To break up the awkward silence at the start of a recent Overcoming Bias meetup, I asked everyone present to tell their rationalist origin story - a key event or fact that played a role in their first beginning to aspire to rationality. This worked surprisingly well (and I would recommend it for future meetups).
I think I've already told enough of my own origin story on Overcoming Bias: how I was digging in my parents' yard as a kid and found a tarnished silver amulet inscribed with Bayes's Theorem, and how I wore it to bed that night and dreamed of a woman in white, holding an ancient leather-bound book called Judgment Under Uncertainty: Heuristics and Biases (eds. D. Kahneman, P. Slovic, and A. Tversky, 1982)... but there's no need to go into that again.
So, seriously... how did you originally go down that road?
Added: For some odd reason, many of the commenters here seem to have had a single experience in common - namely, at some point, encountering Overcoming Bias... But I'm especially interested in what it takes to get the transition started - crossing the first divide. This would be very valuable knowledge if it can be generalized. If that did happen at OB, please try to specify what was the crucial "Aha!" insight (down to the specific post if possible).

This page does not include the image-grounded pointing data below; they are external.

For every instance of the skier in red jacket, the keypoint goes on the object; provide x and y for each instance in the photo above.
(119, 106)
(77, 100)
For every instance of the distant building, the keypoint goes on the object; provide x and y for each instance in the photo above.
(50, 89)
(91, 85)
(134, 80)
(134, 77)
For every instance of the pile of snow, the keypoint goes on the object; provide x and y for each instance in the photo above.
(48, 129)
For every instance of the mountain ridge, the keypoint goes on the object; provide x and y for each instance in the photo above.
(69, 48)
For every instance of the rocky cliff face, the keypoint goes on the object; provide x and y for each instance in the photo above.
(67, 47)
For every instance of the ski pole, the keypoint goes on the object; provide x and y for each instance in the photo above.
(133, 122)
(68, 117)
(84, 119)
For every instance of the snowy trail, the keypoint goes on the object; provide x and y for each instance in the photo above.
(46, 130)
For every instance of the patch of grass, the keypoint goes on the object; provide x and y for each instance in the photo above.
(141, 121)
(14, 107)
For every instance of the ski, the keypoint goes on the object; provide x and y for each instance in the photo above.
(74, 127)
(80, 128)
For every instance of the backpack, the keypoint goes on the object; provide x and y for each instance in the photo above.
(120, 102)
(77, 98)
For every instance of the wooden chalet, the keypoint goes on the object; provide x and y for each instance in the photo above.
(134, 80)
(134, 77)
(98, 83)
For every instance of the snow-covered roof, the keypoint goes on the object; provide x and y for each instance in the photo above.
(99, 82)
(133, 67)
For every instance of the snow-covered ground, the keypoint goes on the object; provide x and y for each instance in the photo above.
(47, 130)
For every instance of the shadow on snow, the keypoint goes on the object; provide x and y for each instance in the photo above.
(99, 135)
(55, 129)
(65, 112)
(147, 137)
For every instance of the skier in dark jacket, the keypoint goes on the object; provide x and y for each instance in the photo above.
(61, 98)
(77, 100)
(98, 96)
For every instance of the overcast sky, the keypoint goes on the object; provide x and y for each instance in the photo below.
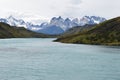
(67, 8)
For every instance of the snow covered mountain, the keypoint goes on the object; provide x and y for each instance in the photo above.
(57, 25)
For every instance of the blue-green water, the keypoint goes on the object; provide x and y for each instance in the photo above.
(42, 59)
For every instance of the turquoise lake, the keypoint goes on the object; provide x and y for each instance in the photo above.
(42, 59)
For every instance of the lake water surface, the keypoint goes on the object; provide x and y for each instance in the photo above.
(42, 59)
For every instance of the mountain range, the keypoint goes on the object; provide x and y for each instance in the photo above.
(56, 26)
(105, 33)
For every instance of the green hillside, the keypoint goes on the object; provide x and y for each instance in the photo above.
(7, 31)
(106, 33)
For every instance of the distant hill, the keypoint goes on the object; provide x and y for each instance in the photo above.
(106, 33)
(56, 26)
(7, 31)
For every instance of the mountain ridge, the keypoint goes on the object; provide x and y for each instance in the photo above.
(106, 33)
(56, 22)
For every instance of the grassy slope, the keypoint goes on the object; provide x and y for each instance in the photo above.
(7, 31)
(106, 33)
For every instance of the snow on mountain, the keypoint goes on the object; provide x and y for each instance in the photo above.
(57, 25)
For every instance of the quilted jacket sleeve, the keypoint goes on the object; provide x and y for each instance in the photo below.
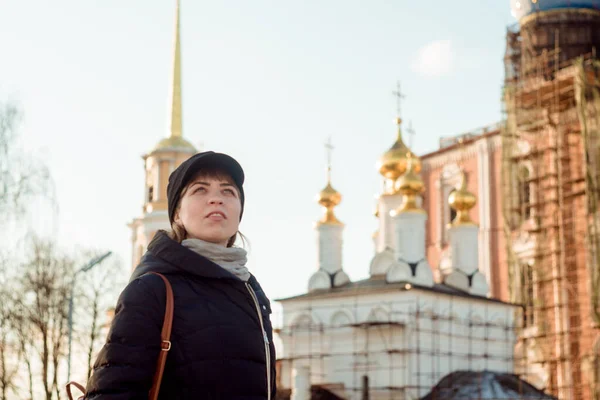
(125, 366)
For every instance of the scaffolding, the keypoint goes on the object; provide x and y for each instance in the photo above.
(550, 166)
(401, 353)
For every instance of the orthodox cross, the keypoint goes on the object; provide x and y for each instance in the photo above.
(329, 148)
(411, 133)
(399, 96)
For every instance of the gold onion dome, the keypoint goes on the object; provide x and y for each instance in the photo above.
(329, 198)
(410, 186)
(462, 201)
(393, 163)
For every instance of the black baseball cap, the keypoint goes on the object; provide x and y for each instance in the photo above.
(190, 167)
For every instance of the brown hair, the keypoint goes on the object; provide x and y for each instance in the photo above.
(178, 232)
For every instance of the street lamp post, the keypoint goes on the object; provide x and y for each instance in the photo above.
(91, 264)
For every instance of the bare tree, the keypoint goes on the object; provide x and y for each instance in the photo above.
(98, 293)
(10, 350)
(21, 176)
(45, 285)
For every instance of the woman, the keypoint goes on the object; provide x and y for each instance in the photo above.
(221, 342)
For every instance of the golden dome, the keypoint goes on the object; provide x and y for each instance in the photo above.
(174, 142)
(410, 186)
(393, 163)
(329, 198)
(462, 201)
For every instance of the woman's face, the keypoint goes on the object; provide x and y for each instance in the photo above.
(210, 210)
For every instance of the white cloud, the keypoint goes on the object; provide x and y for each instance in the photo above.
(434, 59)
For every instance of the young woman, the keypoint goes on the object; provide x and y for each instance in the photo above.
(221, 342)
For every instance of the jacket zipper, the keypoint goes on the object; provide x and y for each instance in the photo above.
(265, 337)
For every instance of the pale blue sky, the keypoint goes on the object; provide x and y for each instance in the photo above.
(265, 81)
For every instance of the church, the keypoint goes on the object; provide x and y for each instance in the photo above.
(399, 332)
(485, 261)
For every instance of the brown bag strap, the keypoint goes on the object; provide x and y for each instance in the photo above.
(165, 346)
(165, 336)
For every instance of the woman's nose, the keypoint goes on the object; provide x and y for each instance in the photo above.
(215, 200)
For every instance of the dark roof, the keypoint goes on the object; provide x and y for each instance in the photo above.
(317, 392)
(378, 284)
(484, 385)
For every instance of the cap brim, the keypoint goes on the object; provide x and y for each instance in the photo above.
(220, 160)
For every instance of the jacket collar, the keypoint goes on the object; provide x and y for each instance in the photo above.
(178, 259)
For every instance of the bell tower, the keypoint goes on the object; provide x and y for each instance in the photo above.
(167, 155)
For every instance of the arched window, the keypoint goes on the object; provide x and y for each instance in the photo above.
(528, 295)
(524, 192)
(451, 210)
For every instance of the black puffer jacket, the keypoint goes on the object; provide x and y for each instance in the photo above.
(218, 347)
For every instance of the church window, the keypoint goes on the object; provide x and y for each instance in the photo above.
(451, 210)
(528, 295)
(150, 193)
(524, 193)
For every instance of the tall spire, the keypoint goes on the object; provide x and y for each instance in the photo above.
(176, 109)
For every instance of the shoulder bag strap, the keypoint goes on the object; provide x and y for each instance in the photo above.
(165, 336)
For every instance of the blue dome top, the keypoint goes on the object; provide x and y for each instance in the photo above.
(522, 8)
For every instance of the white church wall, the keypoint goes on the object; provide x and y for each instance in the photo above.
(403, 339)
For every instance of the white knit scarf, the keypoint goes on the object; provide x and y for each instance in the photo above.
(232, 259)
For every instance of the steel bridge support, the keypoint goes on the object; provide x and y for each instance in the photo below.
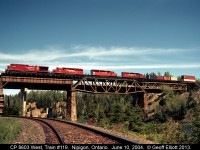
(23, 101)
(142, 102)
(71, 105)
(1, 98)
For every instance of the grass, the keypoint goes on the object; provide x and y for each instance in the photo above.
(9, 129)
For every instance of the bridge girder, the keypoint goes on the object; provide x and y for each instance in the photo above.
(119, 86)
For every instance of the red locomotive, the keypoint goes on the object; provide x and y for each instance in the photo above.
(19, 68)
(188, 78)
(103, 73)
(27, 68)
(132, 75)
(74, 71)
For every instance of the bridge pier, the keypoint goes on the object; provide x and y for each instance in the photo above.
(1, 98)
(23, 100)
(141, 99)
(71, 105)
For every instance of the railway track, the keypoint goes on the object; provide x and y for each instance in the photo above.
(52, 135)
(73, 133)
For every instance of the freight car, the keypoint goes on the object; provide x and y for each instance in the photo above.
(188, 78)
(103, 73)
(74, 71)
(132, 75)
(17, 68)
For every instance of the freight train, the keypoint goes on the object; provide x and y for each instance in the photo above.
(23, 68)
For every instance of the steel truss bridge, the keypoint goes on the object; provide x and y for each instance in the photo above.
(85, 83)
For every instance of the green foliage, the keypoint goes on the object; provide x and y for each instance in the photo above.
(9, 129)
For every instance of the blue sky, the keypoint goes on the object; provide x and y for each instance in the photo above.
(119, 35)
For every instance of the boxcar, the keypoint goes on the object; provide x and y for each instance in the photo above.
(188, 78)
(103, 73)
(76, 71)
(132, 75)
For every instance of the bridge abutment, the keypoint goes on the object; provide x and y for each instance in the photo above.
(71, 105)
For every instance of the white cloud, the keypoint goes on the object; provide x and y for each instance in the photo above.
(90, 57)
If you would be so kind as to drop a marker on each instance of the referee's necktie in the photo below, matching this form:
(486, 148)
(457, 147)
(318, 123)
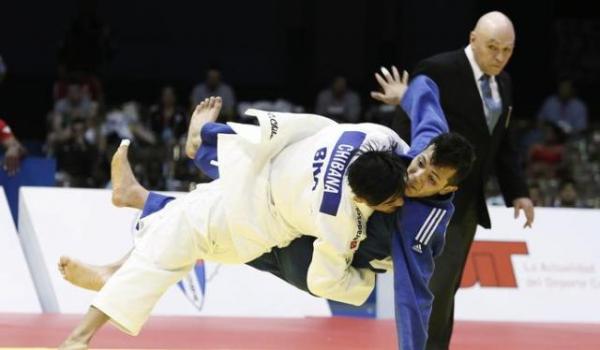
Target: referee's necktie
(494, 108)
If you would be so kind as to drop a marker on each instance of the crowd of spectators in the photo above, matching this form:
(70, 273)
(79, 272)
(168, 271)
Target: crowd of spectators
(560, 146)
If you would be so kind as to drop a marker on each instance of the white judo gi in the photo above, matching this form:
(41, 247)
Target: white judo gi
(278, 181)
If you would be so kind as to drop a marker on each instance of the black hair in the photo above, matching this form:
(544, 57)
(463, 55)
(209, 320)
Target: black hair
(454, 151)
(377, 175)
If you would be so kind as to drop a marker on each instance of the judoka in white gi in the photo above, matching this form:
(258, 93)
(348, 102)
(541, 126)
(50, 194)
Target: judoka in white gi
(285, 178)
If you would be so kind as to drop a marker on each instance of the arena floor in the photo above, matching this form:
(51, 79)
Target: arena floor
(20, 331)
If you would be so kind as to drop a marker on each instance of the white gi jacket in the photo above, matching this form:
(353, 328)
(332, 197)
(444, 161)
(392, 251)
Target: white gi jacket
(287, 178)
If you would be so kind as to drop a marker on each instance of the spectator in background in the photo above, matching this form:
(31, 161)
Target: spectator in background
(535, 193)
(2, 69)
(167, 119)
(214, 86)
(76, 157)
(565, 109)
(545, 157)
(13, 151)
(338, 102)
(567, 195)
(76, 105)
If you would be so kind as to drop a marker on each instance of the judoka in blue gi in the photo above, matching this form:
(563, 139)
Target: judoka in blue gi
(429, 174)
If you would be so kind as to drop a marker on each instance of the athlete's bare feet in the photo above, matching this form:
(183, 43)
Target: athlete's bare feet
(127, 191)
(83, 275)
(73, 344)
(207, 111)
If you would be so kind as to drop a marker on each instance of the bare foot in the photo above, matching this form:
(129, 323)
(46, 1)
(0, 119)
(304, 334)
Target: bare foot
(207, 111)
(127, 191)
(73, 344)
(83, 275)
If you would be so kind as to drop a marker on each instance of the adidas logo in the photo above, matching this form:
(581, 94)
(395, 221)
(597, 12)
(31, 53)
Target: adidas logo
(417, 248)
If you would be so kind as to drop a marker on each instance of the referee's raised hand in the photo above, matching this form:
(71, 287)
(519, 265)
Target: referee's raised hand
(393, 85)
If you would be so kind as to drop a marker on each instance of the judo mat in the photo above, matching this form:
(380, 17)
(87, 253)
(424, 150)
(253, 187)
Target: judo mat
(46, 331)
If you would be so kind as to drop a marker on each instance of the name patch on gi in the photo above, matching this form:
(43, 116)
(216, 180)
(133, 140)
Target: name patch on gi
(342, 152)
(274, 125)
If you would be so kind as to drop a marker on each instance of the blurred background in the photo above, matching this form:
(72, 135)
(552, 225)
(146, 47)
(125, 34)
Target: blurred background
(77, 76)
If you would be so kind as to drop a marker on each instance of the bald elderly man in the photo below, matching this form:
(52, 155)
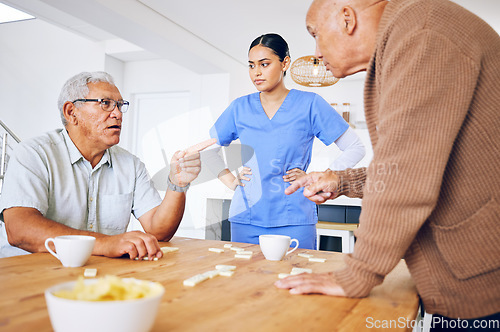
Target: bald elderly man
(431, 193)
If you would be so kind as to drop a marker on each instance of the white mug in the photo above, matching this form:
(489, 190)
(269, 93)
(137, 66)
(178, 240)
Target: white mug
(274, 247)
(72, 250)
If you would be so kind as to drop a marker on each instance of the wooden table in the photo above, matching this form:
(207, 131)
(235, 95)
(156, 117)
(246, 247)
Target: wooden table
(247, 301)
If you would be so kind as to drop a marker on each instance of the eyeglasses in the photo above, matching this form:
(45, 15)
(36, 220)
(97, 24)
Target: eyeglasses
(107, 104)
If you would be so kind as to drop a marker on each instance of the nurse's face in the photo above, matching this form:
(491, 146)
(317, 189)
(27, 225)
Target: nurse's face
(265, 68)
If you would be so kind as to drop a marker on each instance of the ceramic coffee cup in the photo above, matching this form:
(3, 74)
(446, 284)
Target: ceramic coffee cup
(275, 247)
(72, 250)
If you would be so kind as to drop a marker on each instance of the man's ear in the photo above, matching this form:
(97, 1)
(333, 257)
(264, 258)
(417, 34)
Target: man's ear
(69, 112)
(349, 19)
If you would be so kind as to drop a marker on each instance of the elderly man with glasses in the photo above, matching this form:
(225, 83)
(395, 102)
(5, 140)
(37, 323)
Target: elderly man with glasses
(77, 181)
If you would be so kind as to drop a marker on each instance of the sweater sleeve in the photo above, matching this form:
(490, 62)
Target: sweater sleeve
(424, 87)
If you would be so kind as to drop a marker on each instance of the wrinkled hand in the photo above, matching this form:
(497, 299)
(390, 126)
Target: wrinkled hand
(135, 244)
(318, 186)
(294, 174)
(311, 283)
(241, 176)
(186, 165)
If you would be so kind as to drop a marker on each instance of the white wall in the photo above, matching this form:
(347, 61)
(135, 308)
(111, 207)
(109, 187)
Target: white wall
(36, 58)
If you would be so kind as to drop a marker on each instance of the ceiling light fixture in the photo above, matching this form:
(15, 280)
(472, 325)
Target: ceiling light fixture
(9, 14)
(310, 71)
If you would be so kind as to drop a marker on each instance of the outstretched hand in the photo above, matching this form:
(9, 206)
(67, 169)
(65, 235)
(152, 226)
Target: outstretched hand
(311, 283)
(318, 186)
(186, 165)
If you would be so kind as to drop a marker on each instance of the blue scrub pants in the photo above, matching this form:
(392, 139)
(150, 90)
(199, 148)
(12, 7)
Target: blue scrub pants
(306, 234)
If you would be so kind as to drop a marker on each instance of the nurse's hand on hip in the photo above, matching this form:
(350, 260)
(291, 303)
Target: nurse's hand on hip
(294, 174)
(242, 176)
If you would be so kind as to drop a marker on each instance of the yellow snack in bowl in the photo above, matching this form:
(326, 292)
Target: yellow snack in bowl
(110, 288)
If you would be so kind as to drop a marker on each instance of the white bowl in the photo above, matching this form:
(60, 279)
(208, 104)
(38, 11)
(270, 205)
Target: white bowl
(107, 316)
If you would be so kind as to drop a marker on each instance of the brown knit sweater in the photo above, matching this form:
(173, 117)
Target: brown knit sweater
(432, 190)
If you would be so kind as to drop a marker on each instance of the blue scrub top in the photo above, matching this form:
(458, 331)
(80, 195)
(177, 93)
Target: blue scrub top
(270, 147)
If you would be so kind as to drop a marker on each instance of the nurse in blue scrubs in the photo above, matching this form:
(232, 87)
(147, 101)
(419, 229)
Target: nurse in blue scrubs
(278, 127)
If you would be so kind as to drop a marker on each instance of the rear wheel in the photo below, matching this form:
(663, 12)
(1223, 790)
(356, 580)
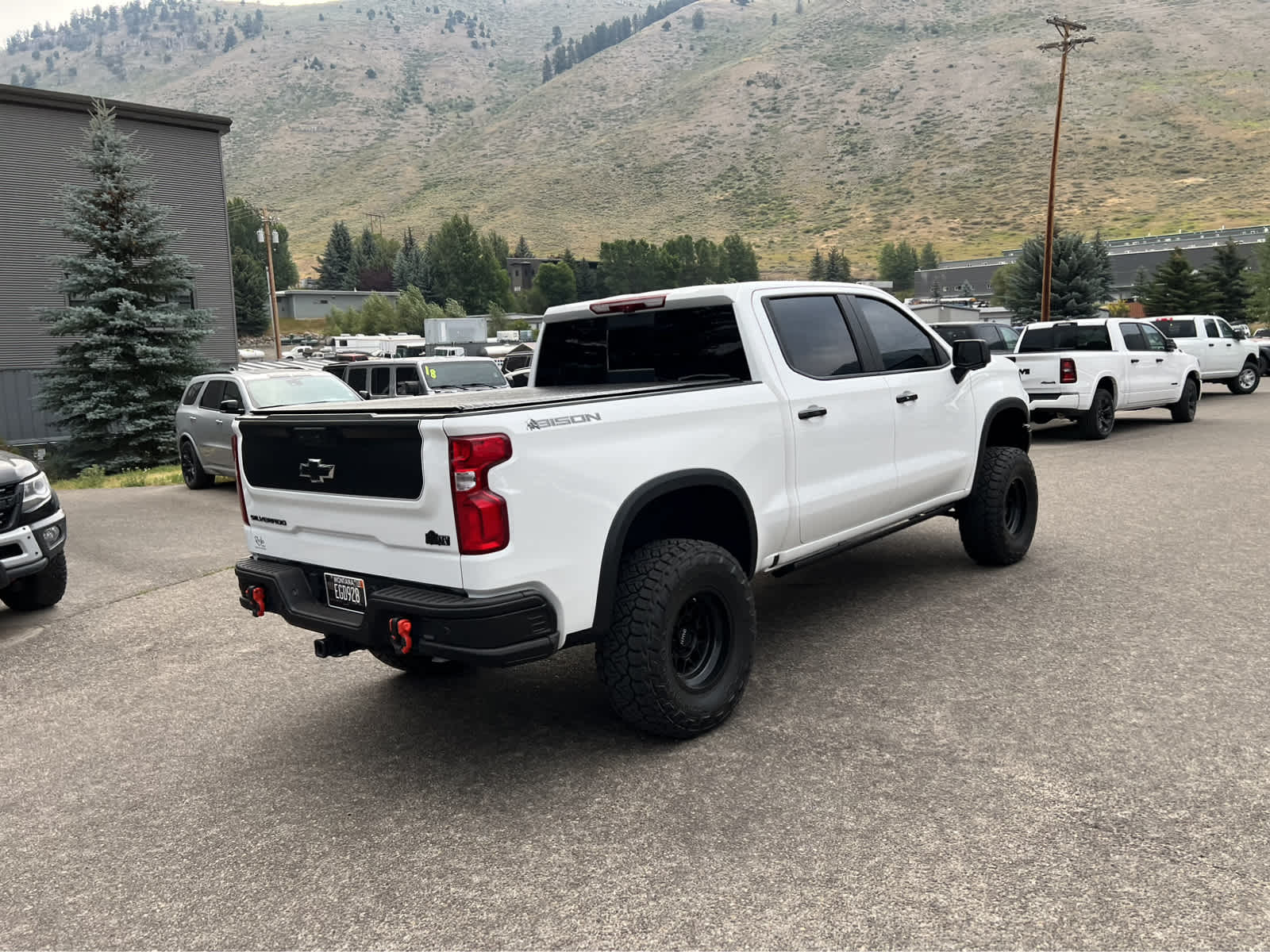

It was akrasia, Dostoyevsky, and the sacrament of confession that turned me into a rationalist. Seriously.
I became very religious as a teenager (for social reasons, as I'd later realize), and drifted more and more traditional and conservative (since I could see that liberal Christianity is generally logically incoherent). This drew me into theology (thus philosophy), so that I'd been exposed in college to all the arguments I needed to reject Christianity; I just refused to apply them, generally taking them one at a time and playing One Argument Against an Army.
What changed in grad school had to do with the internalization of the virtue of honesty. Because I had to confess my sins frequently, I became more and more aware of my rationalizations and self-deception (in areas of discipline and akrasia, not of course rationality). I took to heart what Dostoyevsky wrote in "The Brothers Karamazov":
Before long, though, the practice of listening for the signs of self-deception and rationalization had an unexpected consequence: my doubts of the faith, which I'd battled as a sin again and again, were growing worse as I recognized the bad arguments I was letting myself be satisfied with. It finally came to the point of recognizing that I was striving to rid myself of doubt when I thought I was striving to investigate it.
From there, it was a comparatively short leap to atheism and to a more consequentialist and physicalist reevaluation of my interpretation of the world. Nietzsche helped greatly, which is why it saddens me when he's dismissed for the wrong reasons (as invariably happens with people who've only heard of him, or only read short bits). But enough about that.
(I later got hooked on OB because the early posts rang very true to what I'd gone through, though I'd never expressed it as clearly as what I saw there.)
My point is that my birth as a rationalist isn't identical with my fall from religion; it merely caused it as a side effect. My real rationalist beginning was learning to doubt beliefs that felt like they needed no argument, because I'd realized that feelings of certainty arise for reasons besides entanglement with truth.